Little survives of the former count's palace and other buildings that represented seigneurial power. The palace was demolished in 1891, while older religious, defensive and civic structures were lost through earthquake damage, war, redevelopment and changing uses. Documentary plans, photographs and archaeological evidence therefore play an important role in reconstructing the historic townscape.

Notable surviving secular buildings include the early-20th-century railway station and the municipal market. The station, with exposed red brick and a symmetrical composition, was part of a wider programme of Valencian narrow-gauge railway architecture. The market, completed in the 1930s, reflects the expansion of municipal services and planned urban improvements during that period. Rural heritage in the municipal territory includes farmhouses, irrigation works, field shelters and structures associated with changing patterns of agricultural production.

The municipal recreation area known as Els Pinets contains the town's former drinking-water reservoirs. The two circular structures are covered by undulating tiled vaults divided into eighteen sections and survive as an unusual example of Carlet's historic water infrastructure.

===Festivals and music===

Carlet's principal celebrations take place in September in honour of its patron saints.

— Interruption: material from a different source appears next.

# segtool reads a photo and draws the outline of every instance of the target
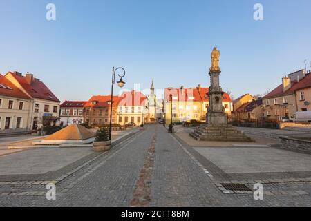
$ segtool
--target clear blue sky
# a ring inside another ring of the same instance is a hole
[[[223,89],[263,93],[305,59],[310,68],[310,0],[0,0],[0,73],[30,72],[62,100],[109,94],[113,66],[126,68],[129,89],[152,79],[157,88],[209,86],[218,45]]]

Sant Bernat, Maria and Gràcia are commemorated on 23 July, while other neighbourhood and religious festivities form part of the annual calendar.

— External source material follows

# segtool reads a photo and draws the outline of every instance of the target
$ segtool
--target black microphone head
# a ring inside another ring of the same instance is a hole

Among the traditional events of the September festivities is the Verbena del Mantón de Manila, during which participants wear Manila shawls for an evening procession and dance.

Music has a prominent place in local cultural life, as in many Valencian towns. Bands, choirs and cultural associations developed particularly from the late 19th century, alongside theatres and other venues. The Teatro El Siglo, opened in 1889, and the later Salón Giner were important centres of performance and public entertainment during the town's modern expansion.

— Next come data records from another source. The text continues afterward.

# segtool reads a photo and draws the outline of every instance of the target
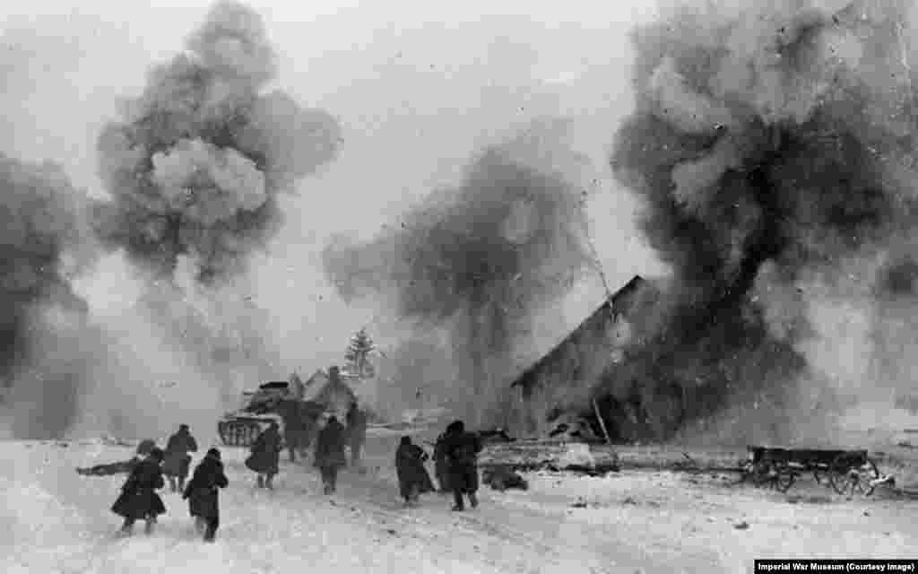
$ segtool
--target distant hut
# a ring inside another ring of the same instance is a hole
[[[318,402],[342,419],[351,403],[357,400],[357,395],[341,377],[332,381],[328,374],[318,370],[305,384],[304,399]]]
[[[624,345],[633,343],[634,310],[652,300],[655,294],[652,283],[635,276],[524,370],[511,385],[520,389],[514,433],[548,435],[554,422],[572,405],[588,405],[601,377],[625,360]],[[596,417],[591,418],[599,422]],[[599,428],[594,431],[601,433]]]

The traditional repertoire associated with the town includes the Bolero de Carlet. Performances under that name are documented in a Spanish musical film from the 1950s, a 1972 provincial performance by Carlet's local Coros y Danzas group, and a recording made that year by the Valencian singer Josep Estellés, known as el Xiquet del Carme. A related melody became widely performed by Catalan folk-dance ensembles as the Bolero de Torrent following a choreography created by Salvador Mel·lo in the early 1960s, although the Carlet and ensemble versions differ choreographically.